Richard Flash

Personal information
- Full name: Richard Garfield Flash
- Date of birth: 8 April 1976 (age 48)
- Place of birth: Birmingham, England
- Position(s): Midfielder

Youth career
- 000?–1992: Aston Villa
- 1992–1995: Manchester United

Senior career*
- Years: Team / Apps / (Gls)
- 1995: Manchester United / 0 / (0)
- 1995–1996: Wolverhampton Wanderers / 0 / (0)
- 1996–1998: Watford / 1 / (0)
- 1997–1998: → Lincoln City (loan) / 5 / (0)
- 1998–1999: Plymouth Argyle / 5 / (0)
- Total:  / 11 / (0)

= Richard Flash =

English footballer

Richard Garfield Flash (born 8 April 1976) is an English former footballer. He made eleven appearances in the Football League for Watford, Lincoln City and Plymouth Argyle, before retiring due to injury in 1999.

==Early life==
Flash was born in Birmingham.

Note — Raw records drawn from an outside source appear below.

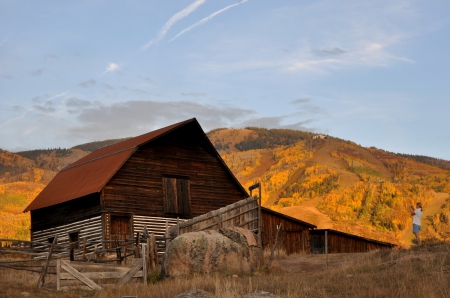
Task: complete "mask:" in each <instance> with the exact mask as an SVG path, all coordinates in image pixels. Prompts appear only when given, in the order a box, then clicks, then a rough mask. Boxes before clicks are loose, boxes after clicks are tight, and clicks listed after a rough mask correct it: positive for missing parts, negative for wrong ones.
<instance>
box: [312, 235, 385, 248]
mask: <svg viewBox="0 0 450 298" xmlns="http://www.w3.org/2000/svg"><path fill="white" fill-rule="evenodd" d="M313 233H314V232H313ZM327 237H328V252H329V253H355V252H368V251H371V250H375V249H390V248H391V247H390V246H388V245H385V244H382V243H377V242H373V241H370V240H367V239H362V238H357V237H351V236H348V235H342V234H337V233H333V232H328V235H327ZM311 241H312V242H313V244H312V248H311V249H312V252H313V253H325V250H324V248H325V232H324V231H320V233H318V232H315V233H314V234H313V235H311Z"/></svg>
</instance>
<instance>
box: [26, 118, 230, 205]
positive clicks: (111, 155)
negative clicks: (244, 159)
mask: <svg viewBox="0 0 450 298" xmlns="http://www.w3.org/2000/svg"><path fill="white" fill-rule="evenodd" d="M193 121H195V122H197V120H196V119H195V118H193V119H189V120H186V121H183V122H179V123H176V124H173V125H170V126H167V127H164V128H161V129H158V130H155V131H152V132H149V133H146V134H143V135H140V136H137V137H134V138H131V139H128V140H125V141H122V142H120V143H116V144H113V145H110V146H106V147H103V148H100V149H98V150H96V151H94V152H92V153H91V154H89V155H86V156H85V157H83V158H81V159H79V160H78V161H76V162H74V163H72V164H71V165H69V166H67V167H66V168H64V169H62V170H61V171H60V172H59V173H58V174H57V175H56V176H55V178H53V179H52V181H50V183H49V184H48V185H47V186H46V187H45V188H44V189H43V190H42V192H41V193H40V194H39V195H38V196H37V197H36V198H35V199H34V200H33V201H32V202H31V203H30V205H28V207H27V208H26V209H25V210H24V212H27V211H30V210H36V209H40V208H44V207H48V206H52V205H56V204H59V203H63V202H67V201H70V200H73V199H76V198H80V197H82V196H86V195H89V194H92V193H96V192H100V191H101V190H102V188H103V187H104V186H105V185H106V183H107V182H108V181H109V180H110V179H111V178H112V176H113V175H114V174H115V173H116V172H117V171H118V170H119V169H120V167H121V166H122V165H123V164H124V163H125V162H126V161H127V160H128V158H130V156H131V155H132V154H133V152H134V151H135V150H136V148H137V147H139V146H141V145H143V144H145V143H148V142H150V141H152V140H155V139H156V138H158V137H160V136H162V135H164V134H166V133H168V132H170V131H172V130H174V129H176V128H179V127H181V126H183V125H185V124H188V123H191V122H193ZM197 124H198V122H197ZM199 127H200V125H199ZM211 146H212V145H211ZM213 148H214V147H213ZM216 152H217V151H216ZM217 155H218V156H219V154H218V153H217ZM219 158H220V156H219ZM233 177H234V176H233ZM236 181H237V180H236Z"/></svg>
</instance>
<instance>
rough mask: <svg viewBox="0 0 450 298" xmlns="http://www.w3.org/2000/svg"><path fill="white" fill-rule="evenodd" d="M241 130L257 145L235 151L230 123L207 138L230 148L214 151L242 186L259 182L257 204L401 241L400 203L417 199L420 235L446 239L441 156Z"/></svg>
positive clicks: (444, 184) (236, 130)
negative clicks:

As a schoolboy he was scouted by Liverpool, Arsenal, Aston Villa and Manchester United; Manchester United scout Geoff Watson persuaded him to sign schoolboy forms, and he went on to captain United's West Midland youth team, the Manchester Eagles, for three years, winning the Keele Classic at under-14 level. In 1990, he turned down the opportunity to move to the F.A's National School of Excellence at Lilleshall to train locally with Aston Villa and Birmingham City, in addition to Manchester United. However, an injury to his right knee at age 14 hampered his development.

==Youth career==
In 1992, he joined the ranks at Manchester United with Michael Appleton, Terry Cooke, David Johnson and Jovan Kirovski. During his seven-year club career, he played at youth team and reserve level. However, another knee injury sustained early in his Manchester United career, this time a dislocated right patella, forced him onto the sidelines for two years.

==Senior career==
In 1995 Flash was signed by Graham Taylor and moved to reserve team level at Wolverhampton Wanderers. Graham Taylor re-signed him at Watford, where he made his senior debut as a substitute on 3 May 1997, but this was his only appearance for the club. After a brief spell on loan at Lincoln City he was injured again and sidelined for 6 months. Graham Taylor released him in 1998 but recommended him to Kevin Hodges at Plymouth Argyle, where he suffered a career-ending dislocation of his left patella in the 1998–99 season.

==Personal life==
Flash has a master's degree and has been manager of a branch of Goals Soccer Centres, a five-a-side football company; As of October 2014 he is head of the academic department at UCFB.